As Democrats and Republicans meet to broker a deal to restore government funding, one critical onboarding tool has found itself in the crossfire. E-Verify, the online service used by employers to confirm new hires’ authorization to work in the U.S., has been shut down until lawmakers and President Donald Trump can agree on a funding bill.
E-Verify cross-references individuals’ Form I-9 information with data from the Social Security Administration and Department of Homeland Security to determine their authorization to work. Since the nineties, enrollment in the online service has ballooned from just 11,000 to nearly a million organizations. While use of E-Verify remains voluntary for most companies nationwide, a number of states have passed laws requiring or regulating its use.
The recent outage is complete, impacting every feature of the service. As of this writing, users were unable to submit cases, run reports, or even view pending or past submissions. Companies who don’t use E-Verify will also be unable to enroll in the service during the shutdown.
Next Steps for Onboarding
In a release, the Department of Homeland Security announced that it was temporarily suspending the usual three-day deadline for submitting E-Verify cases post-start date.

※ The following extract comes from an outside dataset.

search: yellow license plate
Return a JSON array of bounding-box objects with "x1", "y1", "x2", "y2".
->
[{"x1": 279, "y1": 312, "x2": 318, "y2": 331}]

It also said that employers would not be permitted to take adverse action against new hires because of their cases being impacted by the delay.
The Form I-9, which remains mandatory, should still be completed by new hires and HR teams. Federal contractors or businesses in jurisdictions where E-Verify use is mandatory should keep a record of all employees who started work during the shutdown, which began on December 22, 2018. Once the service is restored, cases will need to be submitted for these individuals.
The Namely team will continue monitoring the status of E-Verify as lawmakers negotiate a budget resolution.